As a non-EU country the UK will have a border with the EU.

 

  1. How does this differ from the current situation?

This differs from the present situation whereby all 28 EU Member States (which includes the UK) have a common border with all countries outside the EU.  This is called a Customs Union and means that all members of the Union (the EU 28 + Turkey and Andorra):

  1. Operate a common external tariff on all imports so that no matter which country you import into the duty rate applied is identical
  2. Negotiate Free Trade Agreements as a bloc.

 

  1. Why would the UK leave the Customs Union?

Theresa May has stated she wants the UK to have the ability to set its own tariffs and to negotiate its own trade agreements. This is fundamentally incompatible with the rules of a Customs Union.

 

  1. Will the EU and UK negotiate a preferential trade agreement instead then?

It is assumed that some form of trade agreement would be in everyone's interest however this will depend on the negotiations which take place over the next two years.

The most recent comprehensive trade agreement was concluded between the EU and Canada and would provide a good model. However this agreement took eight years to agree.

 

  1. How will this affect the movement of goods?

Regardless of whether, or if, a Trade Agreement is concluded all companies moving goods between the EU and the UK (and vice-versa) will be required to lodge import and export declarations with the relevant authorities. All goods moving across or through the borders therefore will be subject to customs controls and intervention in the same manner as applies to any non-EU import or Export.  If we look at the EU Canada FTA all imports and exports will continue to require import and export declarations to be lodged with Customs regardless of the applicable duty rate.  In addition goods will only qualify for the reduced (or preferential) rate if you can prove your goods qualify as "originating products"

 

  1. How do you qualify goods as "originating"?

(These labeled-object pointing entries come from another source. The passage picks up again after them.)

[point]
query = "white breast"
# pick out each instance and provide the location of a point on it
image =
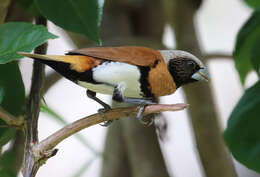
(111, 74)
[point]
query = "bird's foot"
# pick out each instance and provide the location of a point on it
(101, 112)
(142, 120)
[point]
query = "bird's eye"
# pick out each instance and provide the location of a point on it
(191, 64)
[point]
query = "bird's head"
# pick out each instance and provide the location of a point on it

This is a complex process. All goods have an applicable tariff code and each tariff code has a listed rule of origin.  Therefore you first need to determine the tariff classification and secondly to check the applicable rule of origin for that heading.

A good rule of thumb is that goods are generally required to obtain 60% added value in the EU (to qualify as EU originating) or undergo a change of tariff heading between imported raw materials and finished products. Minimal processing operations or simple assembly operations do not qualify.

 

  1. What if I move my goods through the UK to get to Europe?

The recent IEA survey found that 2/3 of exporters transit their goods through the UK to mainland Europe and further afield. Goods currently move freely as part of this process and do not encounter any customs requirements.  Going forward this will now be equivalent to goods moving out of the EU to get back into the EU.

It is hoped there will be transit agreements put in place to simplify the movement, however goods will still be subject to customs controls, transit requirements, and guarantees.

 

  1. What should I be doing now to plan for this?

There are several steps to take at this point. Primarily we would advise the following:

  1. Review your supply chain to determine where goods may be caught by customs controls and documentary requirements
  2. Determine the options for alternative routes
  3. Assess your company’s ability to handle these additional requirements
  4. Identify the additional information which will be required by Customs e.g. Tariff Classifications, Customs Origin, EU status of goods.

The additional time and cost involved in moving goods through a non-EU border are extensive and, unfortunately, there is no current scenario whereby this will not be a requirement for the UK if they leave the Customs Union.

It is also advisable to:

  • Assess the impact of additional EU Import duty costs if introduced
  • Assess the impact of WTO rates on any UK imports

While this would be worst case scenario planning it is important to be prepared for these costs. Customs duties are "sticking taxes" and, once paid, are generally not recoverable. They will therefore be a direct hit to your bottom line.